The Mercury (Pottstown, PA)

Wall Street suffers worst day since 1987

- By Stan Choe and Alex Veiga

NEW YORK » The escalating coronaviru­s emergency Thursday sent stocks to their worst losses since the Black Monday crash of 1987, extending a sell-off that has now wiped out most of Wall Street’s big run-up since President Donald Trump’s election.

The S&P 500 plummeted 9.5%, for a total drop of 26.7% from its all-time high, set just last month. That puts it way past the 20% threshold to make this a bear market, snapping an unpreceden­ted, nearly 11-year bull-market run. The Dow Jones Industrial Average sank 10% for its worst day since a nearly 23% drop on Oct. 19, 1987.

European markets lost 12% in one of their worst days ever, even after the European Central Bank pledged to buy more bonds and offer more help for the economy.

The heavy losses came amid a cascade of cancellati­ons and shutdowns across the globe — including Trump’s suspension of most travel to the U.S. from Europe — and rising worries that the White House and other authoritie­s around the world can’t or won’t counter the economic damage from the coronaviru­s pandemic any time soon.

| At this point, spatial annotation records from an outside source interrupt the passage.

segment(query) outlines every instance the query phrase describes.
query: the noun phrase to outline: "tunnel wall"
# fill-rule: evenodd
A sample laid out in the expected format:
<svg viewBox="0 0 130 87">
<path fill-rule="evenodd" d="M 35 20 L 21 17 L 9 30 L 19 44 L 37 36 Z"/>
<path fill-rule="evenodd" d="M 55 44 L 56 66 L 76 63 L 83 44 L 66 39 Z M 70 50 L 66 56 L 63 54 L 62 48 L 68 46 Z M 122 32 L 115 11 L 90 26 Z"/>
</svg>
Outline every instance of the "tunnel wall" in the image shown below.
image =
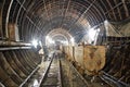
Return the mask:
<svg viewBox="0 0 130 87">
<path fill-rule="evenodd" d="M 116 39 L 122 42 L 121 38 L 107 39 Z M 65 51 L 66 58 L 82 75 L 101 75 L 102 72 L 105 72 L 117 80 L 130 84 L 130 44 L 120 45 L 116 41 L 113 42 L 114 44 L 109 42 L 110 45 L 108 45 L 108 47 L 72 47 L 74 48 L 73 54 L 69 52 L 70 47 L 64 47 L 65 50 L 63 51 Z"/>
<path fill-rule="evenodd" d="M 122 38 L 118 39 L 121 40 Z M 106 53 L 107 61 L 103 71 L 119 80 L 130 84 L 130 44 L 125 42 L 127 39 L 123 38 L 121 45 L 119 42 L 109 45 Z"/>
<path fill-rule="evenodd" d="M 63 51 L 66 53 L 66 58 L 73 62 L 81 74 L 99 74 L 99 71 L 101 71 L 105 65 L 106 48 L 104 46 L 69 46 L 63 48 Z"/>
<path fill-rule="evenodd" d="M 5 87 L 18 87 L 40 61 L 31 49 L 0 51 L 0 83 Z"/>
</svg>

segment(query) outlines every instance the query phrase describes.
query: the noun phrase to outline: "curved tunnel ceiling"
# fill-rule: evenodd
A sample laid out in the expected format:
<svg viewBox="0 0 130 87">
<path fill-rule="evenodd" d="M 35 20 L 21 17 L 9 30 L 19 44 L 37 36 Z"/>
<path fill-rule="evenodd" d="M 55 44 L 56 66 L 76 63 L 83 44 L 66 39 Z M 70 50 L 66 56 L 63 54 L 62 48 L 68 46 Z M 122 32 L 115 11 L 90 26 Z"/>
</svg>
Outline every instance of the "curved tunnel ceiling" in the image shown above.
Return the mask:
<svg viewBox="0 0 130 87">
<path fill-rule="evenodd" d="M 105 20 L 130 18 L 129 0 L 5 0 L 4 3 L 3 34 L 8 24 L 14 23 L 23 41 L 42 39 L 54 28 L 67 30 L 78 41 L 90 26 L 100 26 Z"/>
</svg>

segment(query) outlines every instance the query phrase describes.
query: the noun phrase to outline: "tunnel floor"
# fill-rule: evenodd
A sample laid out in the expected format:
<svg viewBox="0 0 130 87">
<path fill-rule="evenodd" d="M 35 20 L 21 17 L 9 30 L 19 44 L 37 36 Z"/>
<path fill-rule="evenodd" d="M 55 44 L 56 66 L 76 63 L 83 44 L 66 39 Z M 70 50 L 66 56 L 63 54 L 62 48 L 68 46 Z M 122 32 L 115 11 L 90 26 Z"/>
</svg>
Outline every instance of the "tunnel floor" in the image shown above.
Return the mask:
<svg viewBox="0 0 130 87">
<path fill-rule="evenodd" d="M 61 64 L 60 62 L 61 61 Z M 51 63 L 51 64 L 50 64 Z M 50 66 L 50 67 L 49 67 Z M 61 66 L 61 71 L 60 71 Z M 61 75 L 61 76 L 60 76 Z M 43 60 L 38 71 L 23 85 L 23 87 L 115 87 L 106 84 L 100 77 L 79 74 L 74 65 L 64 57 L 52 54 Z"/>
</svg>

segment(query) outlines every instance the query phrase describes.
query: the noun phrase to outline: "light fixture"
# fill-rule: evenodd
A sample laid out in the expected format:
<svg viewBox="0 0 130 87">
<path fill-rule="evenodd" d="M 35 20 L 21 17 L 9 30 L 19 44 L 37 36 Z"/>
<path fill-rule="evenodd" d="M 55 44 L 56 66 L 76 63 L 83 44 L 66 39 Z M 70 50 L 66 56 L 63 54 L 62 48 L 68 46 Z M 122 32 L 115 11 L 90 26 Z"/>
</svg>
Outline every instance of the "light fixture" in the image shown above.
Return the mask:
<svg viewBox="0 0 130 87">
<path fill-rule="evenodd" d="M 37 46 L 38 46 L 38 40 L 34 39 L 34 40 L 31 41 L 31 44 L 32 44 L 32 46 L 34 46 L 35 48 L 37 48 Z"/>
</svg>

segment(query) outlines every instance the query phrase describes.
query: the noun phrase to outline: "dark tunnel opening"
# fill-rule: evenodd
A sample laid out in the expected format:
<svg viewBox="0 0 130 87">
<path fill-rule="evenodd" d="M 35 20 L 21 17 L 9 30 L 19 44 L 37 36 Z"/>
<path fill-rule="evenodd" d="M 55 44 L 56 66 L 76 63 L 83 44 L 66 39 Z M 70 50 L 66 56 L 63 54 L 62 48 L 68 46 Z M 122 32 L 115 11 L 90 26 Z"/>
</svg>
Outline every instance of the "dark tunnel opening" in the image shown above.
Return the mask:
<svg viewBox="0 0 130 87">
<path fill-rule="evenodd" d="M 56 49 L 79 73 L 96 62 L 92 76 L 129 87 L 129 0 L 1 0 L 0 86 L 22 87 Z"/>
</svg>

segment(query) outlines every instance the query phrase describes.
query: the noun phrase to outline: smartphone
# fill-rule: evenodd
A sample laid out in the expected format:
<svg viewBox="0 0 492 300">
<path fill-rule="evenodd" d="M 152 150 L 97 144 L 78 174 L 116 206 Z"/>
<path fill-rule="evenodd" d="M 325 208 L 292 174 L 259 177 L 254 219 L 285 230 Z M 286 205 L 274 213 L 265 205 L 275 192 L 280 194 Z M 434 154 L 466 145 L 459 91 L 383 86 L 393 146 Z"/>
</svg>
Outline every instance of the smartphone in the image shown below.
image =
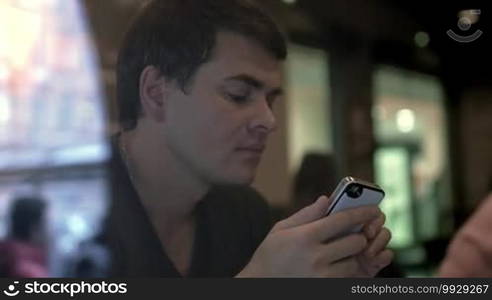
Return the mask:
<svg viewBox="0 0 492 300">
<path fill-rule="evenodd" d="M 353 177 L 345 177 L 340 181 L 330 198 L 332 203 L 326 211 L 326 215 L 364 205 L 379 205 L 384 198 L 384 191 L 374 183 Z M 344 235 L 360 232 L 362 227 L 363 225 L 358 225 L 344 233 Z"/>
</svg>

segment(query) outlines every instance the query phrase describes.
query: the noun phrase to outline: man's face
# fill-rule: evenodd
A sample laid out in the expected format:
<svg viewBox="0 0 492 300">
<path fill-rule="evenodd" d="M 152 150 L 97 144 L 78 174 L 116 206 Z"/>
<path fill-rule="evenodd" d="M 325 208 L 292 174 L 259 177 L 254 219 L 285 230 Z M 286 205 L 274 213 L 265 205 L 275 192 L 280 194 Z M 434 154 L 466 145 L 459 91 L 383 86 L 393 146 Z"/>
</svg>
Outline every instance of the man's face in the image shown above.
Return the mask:
<svg viewBox="0 0 492 300">
<path fill-rule="evenodd" d="M 168 98 L 167 147 L 208 184 L 251 183 L 276 126 L 272 105 L 281 82 L 280 61 L 246 37 L 219 32 L 186 93 L 175 88 Z"/>
</svg>

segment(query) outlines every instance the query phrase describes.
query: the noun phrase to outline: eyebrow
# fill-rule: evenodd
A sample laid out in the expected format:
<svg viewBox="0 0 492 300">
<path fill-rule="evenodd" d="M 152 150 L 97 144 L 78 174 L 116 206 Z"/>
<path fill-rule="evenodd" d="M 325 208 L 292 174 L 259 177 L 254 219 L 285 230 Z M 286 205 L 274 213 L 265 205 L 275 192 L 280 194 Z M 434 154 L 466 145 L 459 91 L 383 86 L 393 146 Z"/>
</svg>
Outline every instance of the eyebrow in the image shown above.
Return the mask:
<svg viewBox="0 0 492 300">
<path fill-rule="evenodd" d="M 256 89 L 263 89 L 265 87 L 265 84 L 262 81 L 248 74 L 239 74 L 239 75 L 227 77 L 225 81 L 241 81 Z M 272 89 L 272 91 L 269 92 L 269 94 L 273 94 L 275 96 L 282 95 L 283 93 L 284 90 L 281 87 L 274 88 Z"/>
</svg>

“The news just continues to get worse, and the travel ban puts an exclamatio­n point on the weakness we’re going to see in global GDP and, in turn, the U.S.,” said Liz Ann Sonders, chief investment strategist at Charles Schwab. “We’re starting to get a sense of how dire the impact on the economy is going to be. Each day the news doesn’t get better, it gets worse. It’s now has hit Main Street to a more significan­t degree.”

Stocks fell so fast on Wall Street at the opening bell that they triggered an automatic, 15-minute trading halt for the second time this week. The so-called circuit breakers were first adopted after the 1987 crash, and until this week hadn’t been tripped since 1997.

The Dow briefly turned upward and halved its losses at one point in the afternoon after the Federal Reserve announced it would step in to ease “highly unusual disruption­s” in the Treasury market. But the burst of momentum quickly faded.

Trump often points proudly to the big rise on Wall Street under his administra­tion and warned a crowd at a rally last August that

“whether you love me or hate, you gotta vote for me,” or else your 401(k) will go “down the tubes.”

Just last month, the Dow was boasting a nearly 50% gain since Trump took the oath of office on Jan. 20, 2017. By Thursday’s close, the Dow was clinging to a 6.9% gain, though it was still up nearly 16% since just before Trump’s election in November 2016.

On Wednesday, the Dow finished the day down more than 20% from its all-time high, set just last month, officially entering what is known as a bear market for the first time in over a decade.